Internal vs Forced Variability Metrics for Geophysical Flows Using
Information Theory
Abstract
We demonstrate the use of information theory metrics, Shannon entropy and mutual information, for measuring internal and forced variability in general circulation coastal and global ocean models. These metrics have been applied on spatially and temporally averaged data. A combined metric reliably delineates intrinsic and extrinsic variability in a wider range of circumstances than previous approaches based on variance ratios that therefore assume Gaussian distributions. Shannon entropy and mutual information manage correlated fields, apply to any distribution, and are insensitive to outliers and a change of units or scale. Different metrics are used to quantify internal vs forced variability in (1) idealized Gaussian and uniformly distributed data, (2) an initial condition ensemble of a realistic coastal ocean model (OSOM), (3) the GFDL-ESM2M climate model large ensemble.
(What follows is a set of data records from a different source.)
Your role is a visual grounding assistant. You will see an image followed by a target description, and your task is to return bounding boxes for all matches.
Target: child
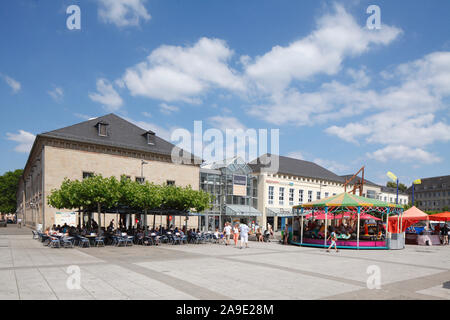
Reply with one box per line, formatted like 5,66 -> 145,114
327,230 -> 339,252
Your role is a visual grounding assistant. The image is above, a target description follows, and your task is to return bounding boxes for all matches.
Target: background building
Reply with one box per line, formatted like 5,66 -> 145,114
17,114 -> 200,227
408,176 -> 450,211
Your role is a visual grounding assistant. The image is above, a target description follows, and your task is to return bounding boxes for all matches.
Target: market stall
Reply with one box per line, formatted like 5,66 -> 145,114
292,193 -> 403,249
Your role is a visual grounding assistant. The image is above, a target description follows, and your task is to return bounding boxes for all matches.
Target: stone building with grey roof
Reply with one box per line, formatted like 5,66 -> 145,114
17,114 -> 201,228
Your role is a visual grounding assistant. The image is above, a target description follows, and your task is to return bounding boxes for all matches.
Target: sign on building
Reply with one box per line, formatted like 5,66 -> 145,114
233,175 -> 247,197
55,212 -> 77,226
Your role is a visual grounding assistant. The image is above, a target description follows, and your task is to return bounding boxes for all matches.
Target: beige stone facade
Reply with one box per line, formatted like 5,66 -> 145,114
17,136 -> 199,229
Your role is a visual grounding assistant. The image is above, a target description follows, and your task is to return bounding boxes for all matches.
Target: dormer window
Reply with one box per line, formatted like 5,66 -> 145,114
143,130 -> 155,146
95,121 -> 108,137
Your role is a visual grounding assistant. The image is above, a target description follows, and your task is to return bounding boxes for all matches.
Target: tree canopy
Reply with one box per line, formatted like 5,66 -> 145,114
0,169 -> 23,213
47,175 -> 212,216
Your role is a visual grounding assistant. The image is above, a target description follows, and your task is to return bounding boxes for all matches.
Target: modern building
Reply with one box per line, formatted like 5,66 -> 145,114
17,114 -> 200,228
200,157 -> 262,231
249,154 -> 345,230
408,176 -> 450,211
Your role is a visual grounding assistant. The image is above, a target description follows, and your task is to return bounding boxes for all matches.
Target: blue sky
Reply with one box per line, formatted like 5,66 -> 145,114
0,0 -> 450,183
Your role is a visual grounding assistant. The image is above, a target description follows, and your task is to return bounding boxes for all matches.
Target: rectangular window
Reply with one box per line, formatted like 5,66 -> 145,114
298,190 -> 303,204
278,187 -> 284,205
289,189 -> 295,206
83,172 -> 94,179
136,177 -> 145,183
269,186 -> 273,204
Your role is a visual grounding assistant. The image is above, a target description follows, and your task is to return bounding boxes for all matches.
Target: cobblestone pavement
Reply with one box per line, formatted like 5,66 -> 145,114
0,226 -> 450,300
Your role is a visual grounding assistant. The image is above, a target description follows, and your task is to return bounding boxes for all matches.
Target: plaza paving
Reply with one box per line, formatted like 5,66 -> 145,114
0,226 -> 450,300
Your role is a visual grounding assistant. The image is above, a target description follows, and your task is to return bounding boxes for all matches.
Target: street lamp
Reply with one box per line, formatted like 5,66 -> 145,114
386,171 -> 398,204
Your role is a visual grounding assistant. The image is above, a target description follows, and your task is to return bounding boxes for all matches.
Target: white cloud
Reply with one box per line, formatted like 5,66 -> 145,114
98,0 -> 151,27
89,79 -> 123,111
367,145 -> 442,164
6,130 -> 36,153
121,38 -> 244,103
48,87 -> 64,102
208,116 -> 247,132
159,103 -> 180,115
246,5 -> 401,92
313,158 -> 351,174
0,74 -> 22,94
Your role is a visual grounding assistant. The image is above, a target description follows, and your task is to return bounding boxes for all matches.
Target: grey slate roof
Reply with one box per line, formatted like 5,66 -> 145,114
341,174 -> 382,187
38,113 -> 200,162
249,154 -> 345,183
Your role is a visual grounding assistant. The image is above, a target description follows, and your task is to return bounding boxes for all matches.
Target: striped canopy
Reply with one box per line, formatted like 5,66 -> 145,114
294,192 -> 402,209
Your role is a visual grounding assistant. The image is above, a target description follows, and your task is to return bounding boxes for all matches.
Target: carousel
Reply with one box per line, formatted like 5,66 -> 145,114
292,192 -> 403,249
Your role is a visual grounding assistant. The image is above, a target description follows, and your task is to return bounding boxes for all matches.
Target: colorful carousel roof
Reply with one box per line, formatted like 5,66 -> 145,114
294,192 -> 403,209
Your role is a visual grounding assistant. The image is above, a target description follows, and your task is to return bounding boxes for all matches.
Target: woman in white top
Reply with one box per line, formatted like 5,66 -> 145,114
233,224 -> 239,247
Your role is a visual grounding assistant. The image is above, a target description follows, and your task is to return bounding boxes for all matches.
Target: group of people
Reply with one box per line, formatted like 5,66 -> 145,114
214,222 -> 273,249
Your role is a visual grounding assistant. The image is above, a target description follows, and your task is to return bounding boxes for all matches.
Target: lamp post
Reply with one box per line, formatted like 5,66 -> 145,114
140,160 -> 148,231
386,171 -> 398,204
319,182 -> 327,199
141,160 -> 148,178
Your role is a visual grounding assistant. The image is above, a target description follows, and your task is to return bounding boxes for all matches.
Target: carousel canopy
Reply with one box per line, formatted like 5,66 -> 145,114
294,192 -> 402,209
430,212 -> 450,221
305,212 -> 381,221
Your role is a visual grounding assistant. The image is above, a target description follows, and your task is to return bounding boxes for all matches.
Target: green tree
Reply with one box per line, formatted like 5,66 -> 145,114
0,169 -> 23,213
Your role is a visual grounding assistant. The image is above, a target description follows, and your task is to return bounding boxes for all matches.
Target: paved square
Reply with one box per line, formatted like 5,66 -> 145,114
0,226 -> 450,300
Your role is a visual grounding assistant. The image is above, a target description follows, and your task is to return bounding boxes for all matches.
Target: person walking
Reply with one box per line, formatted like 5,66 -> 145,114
239,224 -> 250,249
441,223 -> 449,245
223,222 -> 231,246
233,223 -> 239,248
327,230 -> 339,252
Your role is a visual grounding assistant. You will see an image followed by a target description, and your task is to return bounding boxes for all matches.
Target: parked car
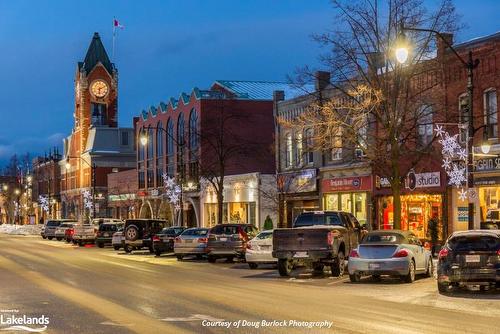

A metric based on information theory partly agrees with the traditional variance-based metric and identifies regions where non-linear correlations might exist. Mutual information and Shannon entropy are used to quantify the impact of different boundary forcings in a coastal ocean model ensemble. Information theory enables ranking the potential impacts of improving boundary and forcing conditions across multiple predicted variables with different dimensions. The climate model ensemble application shows how information theory metrics are robust even in a highly skewed probability distribution (Arctic sea surface temperature) resulting from sharply non-linear behavior (freezing point).